In 2018, An Giang Tourism Joint Stock Company leased 159 hectares for ecotourism development, and the site officially opened for tourism on August 23, 2018.

== Geography and ecology ==
The forest covers 845 hectares and is located approximately 30 km from Châu Đốc city. It is a representative wetland ecosystem in the Mekong Delta, featuring year-round flooding.

The area boasts rich biodiversity:
- Birds: 70 species from 13 orders and 31 families, including two rare species listed in Vietnam's Red Data Book: the painted stork (Mycteria leucocephala) and the Oriental darter (Anhinga melanogaster).
- Mammals: 11 species from 4 orders and 6 families, including rodents and bats; notable is the rare short-eared fruit bat (Cynopterus sphinx).
- Reptiles and amphibians: 25 species from 2 orders and 10 families.
- Fish: 10 species year-round and 13 during the flood season, including two endangered species: the clown knifefish and the white featherback.
- Plants: 140 species from 52 families, including 78 medicinal plants and various aquatic species like duckweed, water cabbage, lotus, and water lilies.

The forest is particularly vibrant during the flood season from September to November, when water levels rise, enhancing its scenic beauty.

== Tourism ==
Trà Sư is a popular ecological tourism destination.
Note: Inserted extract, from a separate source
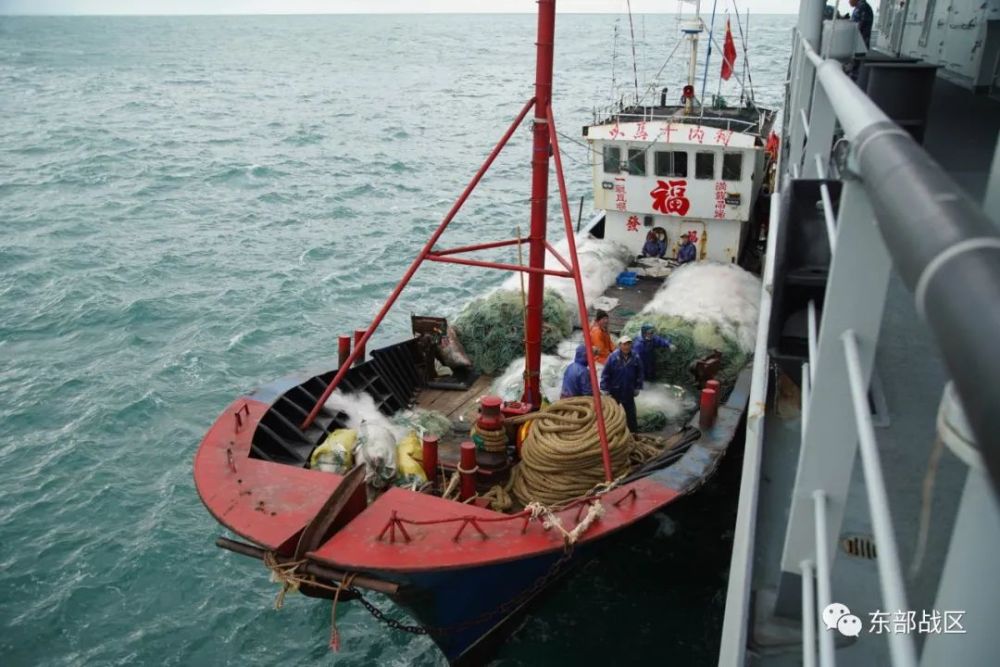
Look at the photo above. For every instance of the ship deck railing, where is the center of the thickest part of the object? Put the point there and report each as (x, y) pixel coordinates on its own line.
(674, 113)
(897, 210)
Visitors can explore via motorized boats and canoes, traversing waterways lined with melaleuca trees. Key attractions include the "Ten Thousand Steps Bamboo Bridge," recognized as the longest bamboo bridge in Vietnam at over 10 km, built with over 500,000 bamboo stalks at a cost exceeding 10 billion VND.

The site has been featured in media and visited by celebrities, highlighting its natural beauty and tranquility. It was honored as one of the top attractive tourist destinations in 2024.